The Big Brother from Tangshan

The Big Boss is my introduction to the greatest martial artist who ever lived. Thanks to my parents, I’ve known the legend of Bruce Lee my entire life. I just haven’t seen any of his movies until very recently. Although it’s part of the experience, I saw them all with subtitles instead of awkward dubbing. After the cancellation of The Green Hornet, Bruce Lee struggled to find work for years. Despite having to leave his family and work in terrible conditions, filming a low budget movie in Hong Kong was the best decision he could’ve made.

Although confusingly titled Fists of Fury in America, The Big Boss became the most successful Hong Kong production at the time. Bruce Lee is cool because he broke free from Asian stereotypes and delivered intensely complex martial arts heroes. The Big Boss is definitely his most raw and bloody film. The 70’s were rife with R rated exploitation style violence. One scene involving a saw-to-the-head was so gory that it had to be cut. There’s also an expected nude scene involving a prostitute. The Big Boss is probably my third favorite of Bruce Lee’s four completed films.

Lee plays Cheng Chao-an, a big brother visiting his cousins in Thailand.
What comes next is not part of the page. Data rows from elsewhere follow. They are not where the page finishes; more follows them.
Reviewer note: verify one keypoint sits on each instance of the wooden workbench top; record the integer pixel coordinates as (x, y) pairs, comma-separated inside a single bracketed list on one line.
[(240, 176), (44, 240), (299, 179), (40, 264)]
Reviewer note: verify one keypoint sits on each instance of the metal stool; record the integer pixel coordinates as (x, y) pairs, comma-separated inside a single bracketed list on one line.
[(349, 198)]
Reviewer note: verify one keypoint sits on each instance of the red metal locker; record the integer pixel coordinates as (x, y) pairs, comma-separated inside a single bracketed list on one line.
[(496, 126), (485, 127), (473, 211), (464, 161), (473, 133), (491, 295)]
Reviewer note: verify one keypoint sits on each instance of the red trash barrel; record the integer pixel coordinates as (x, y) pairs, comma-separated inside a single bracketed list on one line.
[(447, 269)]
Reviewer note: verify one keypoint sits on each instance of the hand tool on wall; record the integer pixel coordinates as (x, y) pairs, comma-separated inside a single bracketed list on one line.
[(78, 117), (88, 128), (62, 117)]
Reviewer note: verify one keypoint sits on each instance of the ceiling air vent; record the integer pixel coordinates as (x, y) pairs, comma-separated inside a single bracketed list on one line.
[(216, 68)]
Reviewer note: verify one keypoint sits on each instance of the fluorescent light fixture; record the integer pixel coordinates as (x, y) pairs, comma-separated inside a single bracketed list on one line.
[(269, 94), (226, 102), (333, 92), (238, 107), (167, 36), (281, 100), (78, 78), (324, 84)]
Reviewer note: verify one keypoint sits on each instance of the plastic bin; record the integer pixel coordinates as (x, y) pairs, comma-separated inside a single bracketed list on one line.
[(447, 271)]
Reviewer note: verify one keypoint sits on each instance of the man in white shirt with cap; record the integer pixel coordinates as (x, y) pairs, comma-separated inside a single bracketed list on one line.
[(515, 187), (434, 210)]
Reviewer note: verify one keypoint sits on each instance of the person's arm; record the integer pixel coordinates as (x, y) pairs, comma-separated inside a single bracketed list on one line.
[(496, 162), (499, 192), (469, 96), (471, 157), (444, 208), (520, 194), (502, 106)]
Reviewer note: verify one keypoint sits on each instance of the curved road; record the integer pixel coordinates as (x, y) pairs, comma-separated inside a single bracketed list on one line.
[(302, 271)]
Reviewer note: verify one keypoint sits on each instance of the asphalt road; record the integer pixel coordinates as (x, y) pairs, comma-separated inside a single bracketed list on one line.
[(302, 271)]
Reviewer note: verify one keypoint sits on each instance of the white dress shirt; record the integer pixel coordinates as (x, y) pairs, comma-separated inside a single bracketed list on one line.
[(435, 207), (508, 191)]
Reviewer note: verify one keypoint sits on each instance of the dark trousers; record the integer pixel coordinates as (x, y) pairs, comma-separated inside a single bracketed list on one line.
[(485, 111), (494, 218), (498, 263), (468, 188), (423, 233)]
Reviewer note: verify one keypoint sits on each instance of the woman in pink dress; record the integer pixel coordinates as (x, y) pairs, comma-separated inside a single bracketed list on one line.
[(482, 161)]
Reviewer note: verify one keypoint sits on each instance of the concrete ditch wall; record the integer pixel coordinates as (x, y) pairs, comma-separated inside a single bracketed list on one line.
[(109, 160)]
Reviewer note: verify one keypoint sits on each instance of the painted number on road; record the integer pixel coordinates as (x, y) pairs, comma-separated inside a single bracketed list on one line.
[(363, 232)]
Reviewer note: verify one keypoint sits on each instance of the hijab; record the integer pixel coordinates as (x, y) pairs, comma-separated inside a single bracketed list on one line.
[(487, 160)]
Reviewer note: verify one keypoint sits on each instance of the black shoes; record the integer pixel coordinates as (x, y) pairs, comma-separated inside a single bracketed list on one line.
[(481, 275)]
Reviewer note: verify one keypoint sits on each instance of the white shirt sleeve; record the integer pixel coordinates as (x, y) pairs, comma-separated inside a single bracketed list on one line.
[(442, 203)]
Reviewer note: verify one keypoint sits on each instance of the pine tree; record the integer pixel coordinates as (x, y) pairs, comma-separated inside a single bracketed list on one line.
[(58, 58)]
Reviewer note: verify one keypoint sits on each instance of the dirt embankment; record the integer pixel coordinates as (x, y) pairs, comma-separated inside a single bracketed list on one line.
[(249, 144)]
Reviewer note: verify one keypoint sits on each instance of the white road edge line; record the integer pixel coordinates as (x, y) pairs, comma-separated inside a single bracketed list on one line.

Although I expected more, Cheng doesn’t fight thanks to a promise he made to his mother. When his jade necklace comes off, Bruce Lee lets loose with his signature fast-paced furosity. The Big Boss refers to the owner of his local ice factory who uses the business as a front to smuggle cocaine. When friends & relatives turn up missing, Cheng seeks bloody revenge. Despite the intense nature of his fights, there’s still room for humor like the big boss throwing a birdcage onto a hanger. The Big Boss isn’t flashy, but it is a powerful introduction to a martial arts legend.

1. The Big Boss

Cheng strikes

2 thoughts on “The Big Brother from Tangshan

  1. Bruce Lee was the man!! Sometimes I think he worked out a little too much, but you’ve got to admire his dedication. An interesting story is that Lee wasn’t the lead originally in the film, he was a supporting character. His co-star James Tien was meant to be the hero, but producer Raymond Chow saw something in Lee and ordered some script re-writes which lead to the final product.

    Lee and director/writer Wo Lei didn’t get along at all as Lee objected to many of Lei’s over the top ideas, and because Lee wasn’t a star yet, he couldn’t voice his opinions. In many cases he was right as Kung Fu films for the most part are highly stylized to the point of being fantasy.